— Désolé, je ne peux pas !
Jonathan la repoussa gentiment après un bref baiser qu'il colla sur sa joue, et sans lui accorder un regard, il quitta la pièce.
Ahurie, Marjorie peina à croire qu'il venait tout bonnement de l'abandonner sans aucune explication valable. La plus plausible résidait dans le fait qu'il n'avait juste pas envie de faire ressurgir ses traumatismes à travers le sexe. Jonathan avait encore moins envie de lui rappeler Logan, ou l'étranger qui s'était introduit dans son appartement.
Les bras autour de son corps, elle se laissa mollement tomber sur le canapé, sur le point de fondre en larme quand un bruit de verre cassé lui parvint. Marjorie sursauta et fut tentée de prendre la fuite afin de retrouver Jonathan, mais elle stoppa net son élan quand elle réalisa qu'il ne s'agissait de personne d'autre que de lui. Elle l'avait entendu jurer.

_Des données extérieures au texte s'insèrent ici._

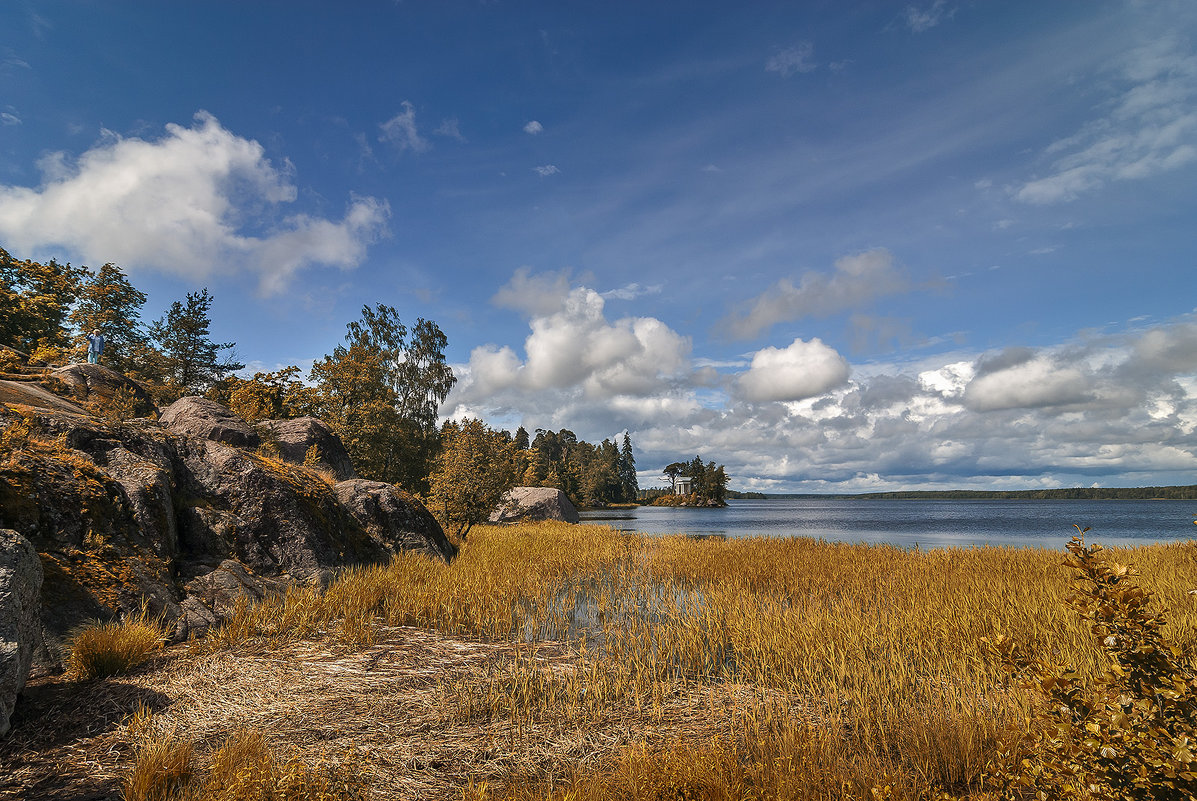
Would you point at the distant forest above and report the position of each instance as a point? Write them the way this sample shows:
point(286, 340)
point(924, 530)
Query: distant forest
point(1070, 493)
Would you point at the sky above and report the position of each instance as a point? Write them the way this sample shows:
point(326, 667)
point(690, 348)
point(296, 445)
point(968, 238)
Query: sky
point(834, 247)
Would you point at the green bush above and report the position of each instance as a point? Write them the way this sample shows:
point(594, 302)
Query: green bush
point(1128, 733)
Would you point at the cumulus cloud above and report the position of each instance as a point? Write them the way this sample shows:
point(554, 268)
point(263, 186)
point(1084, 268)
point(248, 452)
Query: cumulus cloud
point(793, 59)
point(795, 372)
point(196, 201)
point(401, 132)
point(922, 19)
point(856, 280)
point(1026, 382)
point(1150, 127)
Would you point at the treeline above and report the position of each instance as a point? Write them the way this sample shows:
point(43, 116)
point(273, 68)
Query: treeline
point(380, 389)
point(590, 475)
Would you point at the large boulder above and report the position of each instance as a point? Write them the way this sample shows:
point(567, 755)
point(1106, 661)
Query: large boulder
point(97, 383)
point(295, 437)
point(20, 630)
point(534, 503)
point(200, 417)
point(394, 519)
point(131, 515)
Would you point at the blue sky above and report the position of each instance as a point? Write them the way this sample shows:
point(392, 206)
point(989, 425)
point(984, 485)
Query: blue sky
point(837, 247)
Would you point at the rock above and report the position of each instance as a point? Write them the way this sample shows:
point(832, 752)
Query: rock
point(534, 503)
point(20, 631)
point(199, 417)
point(394, 519)
point(97, 383)
point(129, 514)
point(213, 598)
point(295, 437)
point(20, 393)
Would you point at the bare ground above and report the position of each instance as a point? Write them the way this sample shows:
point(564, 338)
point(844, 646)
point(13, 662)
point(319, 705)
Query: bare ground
point(390, 707)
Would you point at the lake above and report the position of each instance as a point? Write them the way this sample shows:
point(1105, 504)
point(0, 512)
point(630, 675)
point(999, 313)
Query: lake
point(927, 523)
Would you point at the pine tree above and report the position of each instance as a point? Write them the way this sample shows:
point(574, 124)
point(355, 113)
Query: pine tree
point(187, 360)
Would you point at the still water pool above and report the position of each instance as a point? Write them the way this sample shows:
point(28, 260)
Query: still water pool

Elle courut le rejoindre dans la cuisine où des morceaux de verre brisé jonchaient le carrelage. L'odeur du whisky ne tarda pas à envahir la pièce et à chatouiller ses narines. Marjorie croisa les bras sous sa poitrine, sans trop savoir comment réagir. Au fond d'elle une guerre sans merci venait littéralement d'éclater. Confuse, elle ignorait si elle pouvait le blâmer de se tourner vers l'alcool ou si elle devait laisser passer cet écart puisque d'une certaine façon, elle l'y avait poussé. Cette idée saugrenue germa dans son esprit comme s'il s'agissait d'une évidence. Elle ne put s'empêcher de penser que c'était de sa faute s'il se trouvait aussi mal.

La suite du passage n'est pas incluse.